Die heute 85-Jährige, einst in Eberstall geboren, wohnt als einzige des Trios nicht mehr hier. An diesem Nachmittag hat die Schwägerin sie aus Dinkelscherben abgeholt, jetzt sitzen sie in Kaisers Wohnzimmer und blättern in einem Stapel Geschichtsbücher und vergilbter Schwarz-Weiß-Fotos. Beim Blick in die Vergangenheit würden sie gerne ein bisschen das Rad der Geschichte zurückdrehen. „Mei, war des a scheane Zeit“, schwärmt Theresia Schreiber und erinnert sich an „Fangerles und Versteckerles“im Wirtschaftsgarten, dem Sammelpunkt der Jugend. Oder an das Annafest, das bis heute jedes Jahr im Juli gefeiert wird, aber nicht mehr an alte Zeiten herankommt. „Da kam ganz viel Besuch“, sagt Theresia Schreiber. „Mit Tanz unter den Linden“, ergänzt Marie-Luise Enders. „Hier war immer was los“, sagt Schreiber. Man denke nur an den Hoigarta, der einmal im Monat in Kaisers Gartenhütte stattfand. Oder an das Treiben, wenn der Maibaum aufgestellt wurde. 1992 bekam Eberstall die Ehrenurkunde der Stadt Burgau beim Maibaumwettbewerb, als kleinster teilnehmender Ort. „Was haben wir alles auf die Beine gestellt“, sagt Kaiser. Unter ihrem Mann Anton als Baustellenleiter bauten sich die Einheimischen 2006 eine gemeinsame Kläranlage.

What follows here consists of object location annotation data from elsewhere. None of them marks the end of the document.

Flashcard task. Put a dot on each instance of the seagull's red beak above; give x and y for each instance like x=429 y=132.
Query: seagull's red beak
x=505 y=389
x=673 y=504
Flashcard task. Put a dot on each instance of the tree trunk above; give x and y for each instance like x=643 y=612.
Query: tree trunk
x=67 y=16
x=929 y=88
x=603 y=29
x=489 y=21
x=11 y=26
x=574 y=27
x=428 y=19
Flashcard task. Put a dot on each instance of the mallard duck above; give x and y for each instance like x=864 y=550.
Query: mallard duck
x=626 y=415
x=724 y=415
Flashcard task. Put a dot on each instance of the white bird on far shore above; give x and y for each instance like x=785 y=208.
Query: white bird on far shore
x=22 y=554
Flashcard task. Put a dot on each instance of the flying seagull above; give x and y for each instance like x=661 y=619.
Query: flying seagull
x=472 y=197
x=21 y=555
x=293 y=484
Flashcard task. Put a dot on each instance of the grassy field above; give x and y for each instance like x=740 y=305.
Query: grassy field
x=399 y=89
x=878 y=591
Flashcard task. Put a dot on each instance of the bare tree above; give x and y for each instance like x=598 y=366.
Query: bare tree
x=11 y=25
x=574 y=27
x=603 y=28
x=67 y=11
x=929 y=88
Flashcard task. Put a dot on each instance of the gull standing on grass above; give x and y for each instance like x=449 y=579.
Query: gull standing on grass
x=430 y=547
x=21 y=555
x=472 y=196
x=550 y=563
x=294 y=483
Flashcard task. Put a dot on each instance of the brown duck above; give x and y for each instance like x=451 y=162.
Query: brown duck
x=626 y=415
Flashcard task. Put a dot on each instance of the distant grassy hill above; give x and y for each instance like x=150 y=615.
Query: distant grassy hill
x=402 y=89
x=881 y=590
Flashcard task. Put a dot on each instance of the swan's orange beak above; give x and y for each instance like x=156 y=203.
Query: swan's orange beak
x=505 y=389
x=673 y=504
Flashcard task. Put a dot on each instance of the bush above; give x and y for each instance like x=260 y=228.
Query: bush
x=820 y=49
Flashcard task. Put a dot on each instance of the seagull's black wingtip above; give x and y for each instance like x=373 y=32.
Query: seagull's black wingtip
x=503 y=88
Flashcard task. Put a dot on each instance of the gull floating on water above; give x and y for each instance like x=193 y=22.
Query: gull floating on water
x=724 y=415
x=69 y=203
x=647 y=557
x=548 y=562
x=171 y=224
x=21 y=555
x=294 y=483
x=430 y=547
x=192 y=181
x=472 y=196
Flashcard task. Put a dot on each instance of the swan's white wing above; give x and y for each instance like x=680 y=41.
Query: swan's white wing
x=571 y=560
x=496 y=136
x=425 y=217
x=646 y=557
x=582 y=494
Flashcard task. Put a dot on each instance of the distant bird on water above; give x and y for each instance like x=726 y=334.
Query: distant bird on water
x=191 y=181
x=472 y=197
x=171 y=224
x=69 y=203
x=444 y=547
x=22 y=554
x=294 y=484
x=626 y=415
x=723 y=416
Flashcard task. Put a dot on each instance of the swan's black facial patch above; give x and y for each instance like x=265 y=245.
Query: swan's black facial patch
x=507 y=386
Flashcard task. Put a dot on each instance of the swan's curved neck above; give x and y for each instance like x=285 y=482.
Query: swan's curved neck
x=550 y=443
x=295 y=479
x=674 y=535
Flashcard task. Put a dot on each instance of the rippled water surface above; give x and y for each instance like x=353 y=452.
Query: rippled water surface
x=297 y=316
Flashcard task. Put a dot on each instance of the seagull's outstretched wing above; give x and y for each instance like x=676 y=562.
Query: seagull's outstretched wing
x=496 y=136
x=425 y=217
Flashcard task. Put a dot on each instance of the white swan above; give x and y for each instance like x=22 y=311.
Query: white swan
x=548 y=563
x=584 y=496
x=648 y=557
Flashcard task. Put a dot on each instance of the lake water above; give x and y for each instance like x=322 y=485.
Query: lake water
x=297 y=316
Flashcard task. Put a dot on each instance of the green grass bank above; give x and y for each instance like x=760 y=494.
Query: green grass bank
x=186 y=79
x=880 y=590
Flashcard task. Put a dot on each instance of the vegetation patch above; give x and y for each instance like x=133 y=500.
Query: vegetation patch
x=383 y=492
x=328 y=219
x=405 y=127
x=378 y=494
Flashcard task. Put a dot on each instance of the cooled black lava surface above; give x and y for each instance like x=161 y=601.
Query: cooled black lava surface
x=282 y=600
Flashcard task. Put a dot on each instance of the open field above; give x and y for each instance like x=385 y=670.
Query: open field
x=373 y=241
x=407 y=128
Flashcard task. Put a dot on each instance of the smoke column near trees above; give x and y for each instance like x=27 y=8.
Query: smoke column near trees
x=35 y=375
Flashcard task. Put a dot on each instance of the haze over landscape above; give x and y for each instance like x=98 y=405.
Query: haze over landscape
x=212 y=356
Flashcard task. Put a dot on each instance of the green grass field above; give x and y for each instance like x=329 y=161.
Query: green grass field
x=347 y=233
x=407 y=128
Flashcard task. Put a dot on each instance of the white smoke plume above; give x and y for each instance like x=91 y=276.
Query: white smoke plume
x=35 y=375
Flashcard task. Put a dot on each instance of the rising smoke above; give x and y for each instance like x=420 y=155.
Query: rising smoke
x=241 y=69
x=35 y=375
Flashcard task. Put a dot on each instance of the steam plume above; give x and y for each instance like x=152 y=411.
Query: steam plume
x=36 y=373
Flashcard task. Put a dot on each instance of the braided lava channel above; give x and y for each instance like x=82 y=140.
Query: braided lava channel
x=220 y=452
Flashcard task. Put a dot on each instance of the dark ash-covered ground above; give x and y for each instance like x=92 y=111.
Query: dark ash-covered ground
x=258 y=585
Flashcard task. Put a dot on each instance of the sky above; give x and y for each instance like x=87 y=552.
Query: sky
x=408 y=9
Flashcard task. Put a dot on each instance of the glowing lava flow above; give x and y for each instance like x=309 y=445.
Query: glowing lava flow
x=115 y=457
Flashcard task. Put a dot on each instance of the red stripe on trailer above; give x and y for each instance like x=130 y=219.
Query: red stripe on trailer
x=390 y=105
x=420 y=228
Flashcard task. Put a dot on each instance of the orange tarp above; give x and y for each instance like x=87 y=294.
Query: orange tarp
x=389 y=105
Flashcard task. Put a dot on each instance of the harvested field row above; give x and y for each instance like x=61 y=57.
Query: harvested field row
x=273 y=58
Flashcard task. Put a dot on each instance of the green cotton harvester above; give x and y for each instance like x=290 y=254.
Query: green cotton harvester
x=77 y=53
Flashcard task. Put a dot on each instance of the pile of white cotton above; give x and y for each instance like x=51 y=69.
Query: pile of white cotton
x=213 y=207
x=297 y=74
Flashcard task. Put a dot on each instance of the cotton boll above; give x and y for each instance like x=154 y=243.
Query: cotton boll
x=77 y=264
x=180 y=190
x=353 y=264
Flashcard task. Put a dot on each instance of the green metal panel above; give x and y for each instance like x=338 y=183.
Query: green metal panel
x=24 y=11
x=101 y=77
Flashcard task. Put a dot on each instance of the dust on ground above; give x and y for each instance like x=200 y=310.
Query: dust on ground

Und nicht zu vergessen das Reitturnier. Das hat der heimische Reitrekt verein in den 70er Jahren ins Leben gerufen, Reiter aus ganz Deutschland kamen und blieben drei Tage lang. Da sei „Highlife“gewesen. Schreibers Tochter hat auch teilgenommen und mit sieben Jahren die erste Medaille gewonnen, sagt sie stolz. Reiten konnte die Tochter nur, weil sich Mama Schreiber beim Rittmeister im Schloss um den Haushalt gekümmert hat. Und heute? Gibt es keinen Reitverein mehr. Und auch keinen Eberstaller Hof mehr. Institutionen, die zu Eberstall gehörten und fehlen. Was bleibt? „Nix mehr“, sagt Theresia Schreiber leicht resigniert. „Die alten Weiber“, sagt ihre Schwägerin Rosemarie Kaiser trocken. „Die Zufriedenheit“, findet Enders.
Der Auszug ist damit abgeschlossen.